Our first topic was theodicy - If God is all powerful and all loving, why is there suffering in the world? I know...start easy, right? The conversation was rich and diverse. More like a brainstorming session than a philosophical argument. We provoked each other and the question and we found ourselves considering history, philosophy, science, scripture, and church culture. We had a lot of fun!

For those of you interested, here are some brief notes from our discussion. You'll notice there are WAY more questions than answers :)

 Theodicy = if God is all powerful and all good/loving, then why does suffering exist?
- Why do we believe that God is all powerful? (God created, Jesus' miracles - power over nature)
- Why do we believe that God is all loving/Good? (The Bible tells us so. Jesus loves us. John 3:16)
- Does God love ALL people? What about when God told the Israelites to kill their enemies. Is God loving then? Contradictory scripture verses. 
- God's justice. Do we comprehend God's justice? Sometimes it feels like God is just unfair. 
- Deism - belief that God created the world and then stepped back and let the world run its course. We don't believe this. We believe God is personal and interacts/cares/provides for us. We believe this through the life, ministry and death of Jesus. 
- What are examples/expressions of pain and suffering that make us question God's character? cancer, natural disasters, suicide, young death, accidents, addictions, genocide.
- What about prayer? Do we believe that God is affected by our prayers? Or is prayer more about changing us and our perspective? What do the psalms do?
- What are some explanations for theodicy? 
(1) God is mysterious/we cannot know God's plan. Some of us are unsatisfied with this answer because it can make us complacent/passive. We think the conversation and action is important. 
(2) God gave us free-will, so suffering is our fault. This explains suffering that we can create, but not illnesses or natural disasters.
(3) The analogy of life being a quilt....the threads underneath don't make sense to us, but are being woven together to create something God-intended/beautiful. It's a perspective thing...we don't see the whole picture. We liked this explanation more, but still believe that God cares about us (little threads, if you will). We are told in scripture that God provides - God cares for the flowers of the fields and feeds the birds much more does God care for us? (Matt. 6) 
- Question of scripture vs. theology came up. Why do we want historically/culturally to affirm that God doesn't change (all powerful/all loving), when in scripture God does change God's mind and sometimes God's character (wrathful, loving)
- Maybe suffering is given. Suffering is life. If this is the known, then how do we live our lives to find joy, hope, truth and love? 

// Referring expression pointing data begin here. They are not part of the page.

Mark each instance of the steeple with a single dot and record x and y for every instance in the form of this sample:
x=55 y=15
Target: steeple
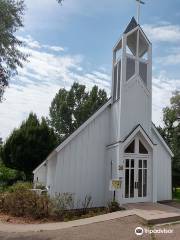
x=132 y=77
x=133 y=24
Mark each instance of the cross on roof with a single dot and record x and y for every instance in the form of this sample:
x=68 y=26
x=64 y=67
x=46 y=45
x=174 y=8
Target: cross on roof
x=139 y=2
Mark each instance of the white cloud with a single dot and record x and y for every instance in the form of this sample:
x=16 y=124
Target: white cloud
x=172 y=59
x=162 y=32
x=162 y=92
x=40 y=79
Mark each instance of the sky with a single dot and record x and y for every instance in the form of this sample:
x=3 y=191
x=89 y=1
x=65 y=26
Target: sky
x=74 y=42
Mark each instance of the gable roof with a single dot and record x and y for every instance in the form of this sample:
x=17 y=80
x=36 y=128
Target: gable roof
x=75 y=133
x=132 y=134
x=83 y=126
x=162 y=140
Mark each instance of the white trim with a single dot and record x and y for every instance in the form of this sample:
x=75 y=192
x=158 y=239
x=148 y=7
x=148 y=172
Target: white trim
x=162 y=140
x=82 y=127
x=133 y=134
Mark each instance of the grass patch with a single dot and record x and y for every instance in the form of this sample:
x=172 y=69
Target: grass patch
x=176 y=194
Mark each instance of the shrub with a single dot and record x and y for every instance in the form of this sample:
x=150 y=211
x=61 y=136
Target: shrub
x=20 y=186
x=25 y=203
x=113 y=206
x=86 y=204
x=63 y=202
x=40 y=186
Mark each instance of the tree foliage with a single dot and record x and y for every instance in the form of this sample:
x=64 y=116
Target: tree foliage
x=171 y=133
x=11 y=57
x=9 y=176
x=28 y=145
x=69 y=109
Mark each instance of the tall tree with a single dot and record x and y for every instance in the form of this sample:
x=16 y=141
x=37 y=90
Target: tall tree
x=69 y=109
x=11 y=13
x=171 y=133
x=28 y=145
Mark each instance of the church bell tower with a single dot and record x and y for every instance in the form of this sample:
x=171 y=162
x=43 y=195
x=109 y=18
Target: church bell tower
x=132 y=80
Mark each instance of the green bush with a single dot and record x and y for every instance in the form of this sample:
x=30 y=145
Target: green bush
x=40 y=186
x=86 y=204
x=113 y=206
x=20 y=186
x=25 y=203
x=63 y=202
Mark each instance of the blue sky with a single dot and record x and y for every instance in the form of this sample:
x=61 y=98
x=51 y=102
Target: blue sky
x=74 y=42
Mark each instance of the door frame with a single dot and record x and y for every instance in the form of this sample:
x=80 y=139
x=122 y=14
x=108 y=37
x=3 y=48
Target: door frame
x=136 y=158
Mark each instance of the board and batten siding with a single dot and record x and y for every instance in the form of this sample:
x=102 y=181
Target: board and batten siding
x=40 y=176
x=51 y=171
x=80 y=167
x=164 y=176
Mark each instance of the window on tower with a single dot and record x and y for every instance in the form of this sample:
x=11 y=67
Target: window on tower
x=131 y=47
x=143 y=47
x=117 y=71
x=143 y=57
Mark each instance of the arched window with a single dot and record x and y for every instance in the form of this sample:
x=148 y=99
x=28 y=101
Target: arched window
x=131 y=147
x=142 y=148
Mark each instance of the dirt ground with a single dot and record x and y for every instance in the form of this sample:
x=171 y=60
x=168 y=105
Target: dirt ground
x=119 y=229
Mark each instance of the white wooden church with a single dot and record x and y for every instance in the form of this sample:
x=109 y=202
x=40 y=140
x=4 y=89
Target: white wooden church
x=119 y=142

At the end of the discussion, we had not solved this great problem. We affirmed that we only see dimly (1 Corinthians 13) and that faith cannot be built upon facts or philosophical claims. We talked about how some of us are ok accepting the mystery of God, but that we couldn't expect everyone to like or embrace the mystery. Some of us are just like "doubting Thomas" and we need more intellectual discourse and explanation. What I know... is that it is good for us to be faithful to our doubt, to question, to debate, to share our life experience, to share our brokenness..and that through all of this, we may catch glimpses of hope in God and in one another.

We're meeting again the first Wednesday in August and will discuss another topic - "If God is all powerful, why did Jesus have to die to forgive our sins?" Thanks to David and Bob Boles for the awesome curiosity and honest question! Join us in person on online and feel free to share questions/doubts of your own!